Technology is great, I really enjoy it and embrace it. One of my few vices is having the latest gadget or gizmo. There has been a ton of buzz over the past few months about all of the social networking sites and technology that has become extremely popular...ala MySpace, Facebook, LinkedIn and more recently Twitter. And of course there are a variety of ways you can access these social networks from your pc to your phone not to mention all of the different applications that can help you manage your profiles on each of these sites, some even allowing you to update multiple social networks at once. I enjoy all of these though in the last 2 months or so Twitter has become my new favorite passing Facebook. I haven't used MySpace for some time now and I'm still getting use to LinkedIn but I digress.

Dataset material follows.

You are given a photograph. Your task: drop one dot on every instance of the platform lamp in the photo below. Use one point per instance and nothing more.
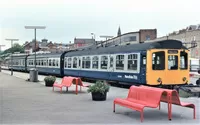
(12, 53)
(34, 78)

One of the things I have noticed recently with the combination of advancing technology and the rapid growth of online social networks is the ability they give to individuals to become self-proclaimed "experts". Now, I'm not saying these aren't actually experts, just that I've noticed everyone is an expert of something now. Technology is allowing us to determine our own field of expertise with one of, if not the main credential being the number of followers, friends or connections one has.

If we're not careful we can find ourselves wearing a mask or masks that technology makes possible for us to wear that will eventually fall off because it's not who we are. I'm guilty of this myself as a matter of fact, in my last post even. Technology has allowed me to be a movie critic, or at least wear the mask of one.